Saturday, May 9, 2026
No menu items!

Trotoar Baros Berubah, Pemkot Bereaksi

Baca Juga

Perdana Jabar, Cimahi – Dugaan perusakan fasilitas umum (Fasum) kembali mencuat di Kota Cimahi. Kali ini, sorotan tertuju pada sebuah minimarket Indomaret yang berlokasi di Jalan HMS Mintareja Sarjana Hukum, Baros, Kecamatan Cimahi Tengah, tepat di seberang Gerbang Tol Baros 2.

Fasum yang diduga dirusak berupa trotoar pejalan kaki lengkap dengan ubin pemandu (guiding block) bagi penyandang disabilitas.

Perubahan fisik trotoar tersebut diduga dilakukan sepihak oleh pihak pengelola minimarket tanpa mengantongi izin dari dinas terkait.

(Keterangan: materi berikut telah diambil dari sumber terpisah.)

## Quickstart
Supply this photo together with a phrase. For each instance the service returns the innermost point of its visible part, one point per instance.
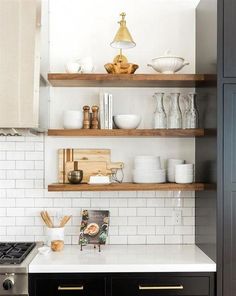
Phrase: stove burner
(14, 253)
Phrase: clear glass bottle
(192, 116)
(175, 115)
(160, 119)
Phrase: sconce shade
(123, 38)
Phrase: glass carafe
(192, 116)
(160, 119)
(175, 115)
(185, 112)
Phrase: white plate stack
(147, 169)
(171, 163)
(184, 173)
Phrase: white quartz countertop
(124, 258)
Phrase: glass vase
(192, 116)
(160, 119)
(175, 115)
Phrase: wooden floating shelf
(127, 133)
(130, 80)
(130, 187)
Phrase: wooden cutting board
(91, 161)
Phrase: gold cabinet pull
(179, 287)
(79, 288)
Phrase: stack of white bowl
(184, 173)
(147, 169)
(171, 163)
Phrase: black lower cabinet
(122, 284)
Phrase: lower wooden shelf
(198, 132)
(130, 187)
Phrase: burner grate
(14, 253)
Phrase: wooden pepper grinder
(95, 117)
(86, 121)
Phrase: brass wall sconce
(122, 40)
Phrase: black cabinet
(122, 284)
(229, 230)
(229, 40)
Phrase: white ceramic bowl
(127, 121)
(168, 64)
(184, 180)
(73, 119)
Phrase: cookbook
(94, 227)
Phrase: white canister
(54, 233)
(73, 119)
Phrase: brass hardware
(180, 287)
(79, 288)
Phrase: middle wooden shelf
(127, 132)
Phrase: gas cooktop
(14, 253)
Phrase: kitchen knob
(8, 284)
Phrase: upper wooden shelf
(127, 133)
(130, 187)
(130, 80)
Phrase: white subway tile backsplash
(155, 202)
(137, 221)
(2, 155)
(145, 230)
(155, 239)
(3, 175)
(14, 155)
(173, 239)
(155, 220)
(7, 184)
(127, 230)
(118, 240)
(7, 146)
(120, 203)
(43, 202)
(146, 212)
(34, 155)
(16, 230)
(143, 217)
(7, 221)
(24, 184)
(24, 165)
(137, 202)
(34, 174)
(137, 240)
(25, 202)
(25, 221)
(15, 174)
(184, 230)
(15, 212)
(99, 203)
(127, 212)
(24, 146)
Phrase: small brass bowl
(75, 177)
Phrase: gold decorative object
(121, 68)
(122, 40)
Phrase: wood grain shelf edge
(126, 133)
(130, 187)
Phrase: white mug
(54, 233)
(72, 67)
(73, 119)
(86, 65)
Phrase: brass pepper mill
(86, 121)
(95, 117)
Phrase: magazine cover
(94, 227)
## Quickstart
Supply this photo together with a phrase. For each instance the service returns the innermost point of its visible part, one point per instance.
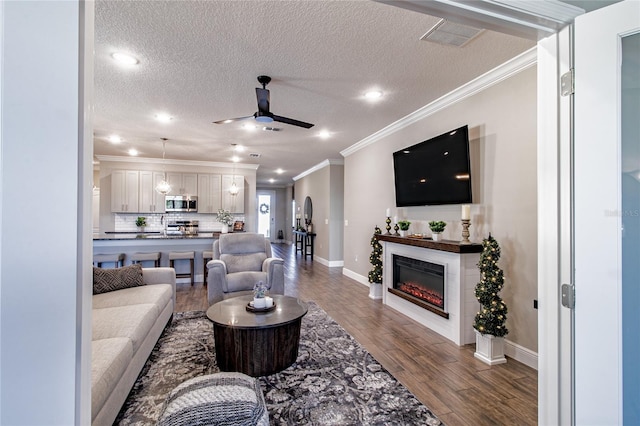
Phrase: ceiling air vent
(452, 34)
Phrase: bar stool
(206, 256)
(146, 257)
(182, 255)
(116, 258)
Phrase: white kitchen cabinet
(183, 183)
(124, 191)
(150, 201)
(209, 195)
(233, 203)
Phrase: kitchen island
(134, 242)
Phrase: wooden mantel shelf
(445, 245)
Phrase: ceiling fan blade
(292, 122)
(263, 99)
(231, 120)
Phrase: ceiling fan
(263, 115)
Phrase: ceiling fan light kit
(264, 115)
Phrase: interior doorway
(266, 216)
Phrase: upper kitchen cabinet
(150, 201)
(233, 203)
(183, 183)
(124, 191)
(209, 197)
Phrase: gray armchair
(240, 260)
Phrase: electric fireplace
(420, 282)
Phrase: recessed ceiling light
(324, 134)
(124, 58)
(373, 95)
(163, 118)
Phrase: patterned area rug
(334, 381)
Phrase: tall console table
(304, 242)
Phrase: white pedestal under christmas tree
(492, 316)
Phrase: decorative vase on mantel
(489, 349)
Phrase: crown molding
(508, 69)
(119, 159)
(319, 166)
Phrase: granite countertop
(152, 236)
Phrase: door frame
(598, 338)
(272, 211)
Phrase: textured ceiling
(199, 62)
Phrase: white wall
(324, 184)
(43, 270)
(502, 127)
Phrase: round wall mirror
(308, 210)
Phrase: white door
(607, 215)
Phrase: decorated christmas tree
(493, 313)
(375, 275)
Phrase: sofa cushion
(243, 262)
(216, 399)
(105, 280)
(241, 243)
(133, 322)
(157, 294)
(109, 361)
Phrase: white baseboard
(521, 354)
(330, 264)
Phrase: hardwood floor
(457, 388)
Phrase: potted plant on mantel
(404, 227)
(490, 321)
(437, 228)
(375, 275)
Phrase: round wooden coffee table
(256, 343)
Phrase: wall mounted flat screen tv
(436, 171)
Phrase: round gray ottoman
(221, 398)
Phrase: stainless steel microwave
(181, 203)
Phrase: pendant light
(163, 186)
(233, 190)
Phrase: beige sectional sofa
(126, 326)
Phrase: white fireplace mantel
(462, 275)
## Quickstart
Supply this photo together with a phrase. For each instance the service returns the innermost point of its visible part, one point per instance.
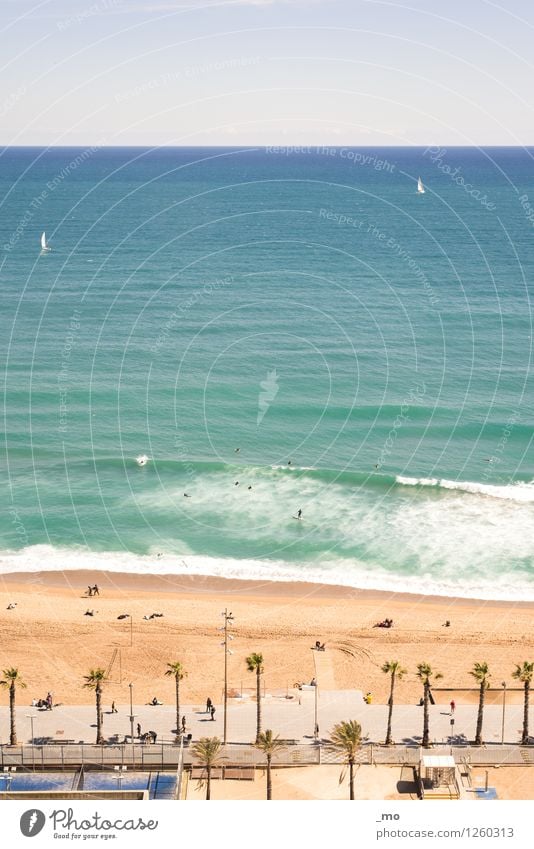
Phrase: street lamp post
(316, 699)
(132, 717)
(503, 685)
(31, 717)
(130, 617)
(228, 617)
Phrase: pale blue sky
(261, 72)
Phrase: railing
(68, 756)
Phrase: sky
(266, 72)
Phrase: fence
(68, 756)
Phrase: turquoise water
(368, 351)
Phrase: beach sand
(54, 645)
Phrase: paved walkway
(290, 718)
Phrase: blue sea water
(367, 349)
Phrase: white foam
(520, 492)
(340, 572)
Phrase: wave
(522, 492)
(339, 572)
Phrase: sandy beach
(54, 644)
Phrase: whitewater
(274, 330)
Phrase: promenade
(289, 718)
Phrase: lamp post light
(228, 617)
(503, 685)
(31, 717)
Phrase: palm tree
(12, 680)
(395, 670)
(269, 745)
(346, 738)
(425, 673)
(208, 751)
(524, 674)
(94, 681)
(255, 664)
(177, 670)
(480, 673)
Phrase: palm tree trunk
(178, 708)
(524, 739)
(258, 703)
(99, 736)
(426, 729)
(269, 781)
(12, 720)
(480, 717)
(390, 712)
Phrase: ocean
(277, 330)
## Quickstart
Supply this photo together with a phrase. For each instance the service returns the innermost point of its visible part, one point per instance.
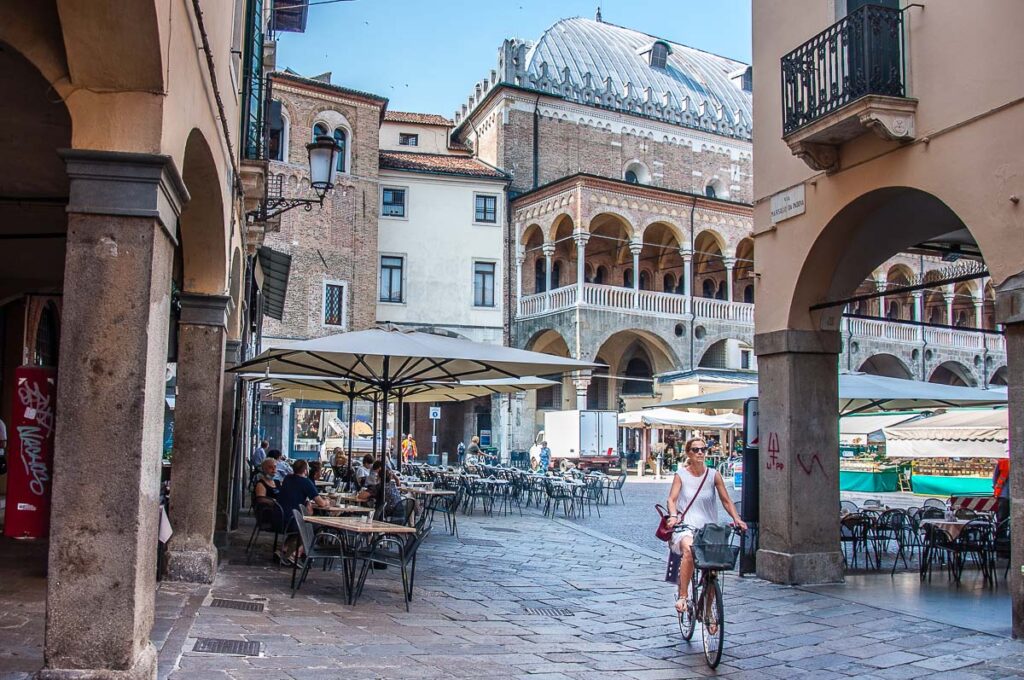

Kepala Badan Pengelolaan Keuangan dan Aset Daerah (BKAD) Kota Cimahi, Harjono, membenarkan adanya perubahan dan perusakan pada trotoar tersebut.

Ia menegaskan bahwa tindakan merusak fasum bukan sekadar pelanggaran administratif, melainkan perbuatan yang memiliki konsekuensi hukum serius.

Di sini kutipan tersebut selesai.